I got along very well until I got to a little sand island between Cedar Point and Fort Powell. Now, when the tide was high, you could not scarcely see this little island, but when you got there, it was large enough to hide behind. Now I had to hurry to get to this little island, because my boat had dipped water crossing the first channel. Moreover, the rebel pickets could have reached me with their muskets if they had come down early.
It was very squally that morning, but I reached that little sand bar or island before I got into a squall. When I got there, I looked back from whence I came with delight, to think that I had come that far, and had not received a rebel ball.
I bailed out my little boat, and then set my course for Fort Powell. Now I only had about a quarter of a mile to go before I was at the fort; they had a large cannon pointed direct toward me. Every now and then I could see them rise up on Fort Powell and then disappear, to see who I was. They could see the rebels at a distance, spying me, and the Yankees could not understand it because I come from their country.
Now I had many thoughts in my mind about the appearance of things notwithstanding. I believed the Yankees to be my friends, so I stared out for Fort Powell with the expectation of soon being in the free states. But, when I had got about twenty-five yards from this sand bar, I heard a voice according to my understanding say to me, "you cannot get there yourself, they will have to come out and get you."
Now I began to doubt this, supposing this was my own imagination, and said "what will hinder me from getting up there?" In the meantime, I looked up the bay and I seen the water like a hill coming with a white cap upon it. Then I commenced to see the trouble and, while I was amusing in my mind what to do, the storm struck me. It carried my boat some distance unmanageable by me. I got into a trough and came near being swamped.

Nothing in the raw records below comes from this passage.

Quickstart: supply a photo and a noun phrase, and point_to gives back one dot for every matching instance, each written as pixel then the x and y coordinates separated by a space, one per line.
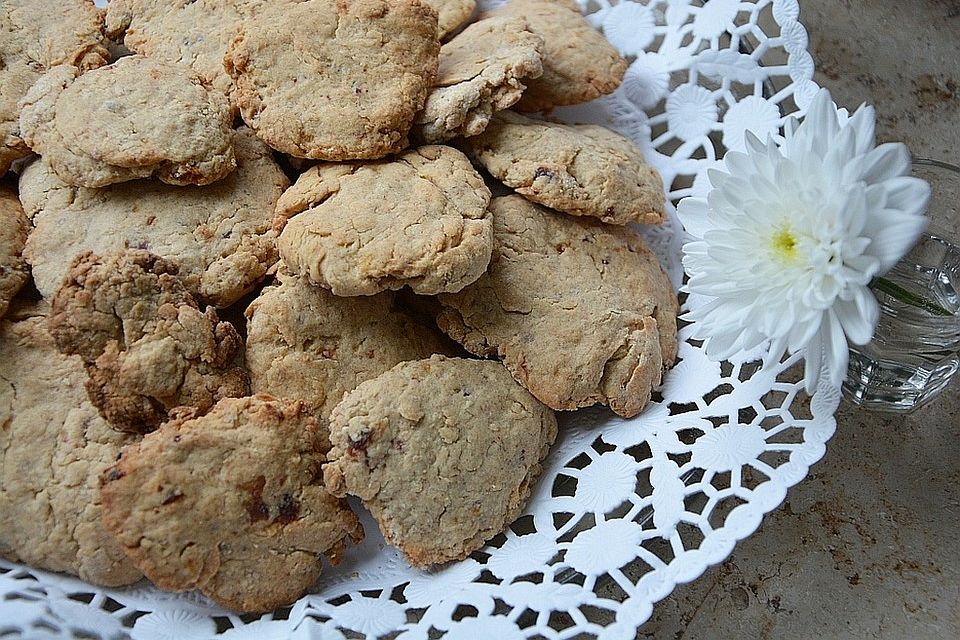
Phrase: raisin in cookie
pixel 442 451
pixel 482 71
pixel 578 63
pixel 583 170
pixel 419 220
pixel 220 236
pixel 132 119
pixel 53 446
pixel 335 80
pixel 147 346
pixel 305 343
pixel 14 272
pixel 231 503
pixel 580 312
pixel 36 35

I understood a little about the water, but I could not have done anything if the Lord had not helped me. So, I managed to get my boat straight so as to ride the waves. In the midst of my struggle, I heard the crash of oars and, behold, there was eight Yankees in a boat. They run up by the side of me and said, "Jump into this boat, boy!" And, in the midst of the motion of their oars, I jumped into their boat and my boat turned bottom upward just as soon as I had vacated it. And they were struck with silence.
Then one of them said, "Take that boat and bring it up to show what a trifling thing he came over in." The sea was high, and they could not stop. They had to do all very quick. Then they turned their boat to go back to the fort again. All of this time, the rebels was spying me and them from their side for it was not no more than about two miles. The federal soldiers asked me where did I come from. I told them. The captain said he did not intend to come out to get me at first but, when he seen me in the storm, he got his men and came immediately to my relief.
And, after pulling about a half an hour, we arrived at the fort. After we arrived at the fort, the captain asked me no more questions at all. His men took me to their tents and gave me attention in all that I wanted, and I stayed on Fort Powell all night.
The next morning, I was up early and took a look at the rebels' country with a thankful heart to think that I had made my escape with safety after such a long struggle and had obtained that freedom which I desired so long. I now dreaded the gun, and handcuffs, and pistols no more. Nor the blowing of horns and the running of hounds, nor the threats of death from the rebel's authority. I could now speak my opinion to men of all grades and colors, and no one to question my right to speak.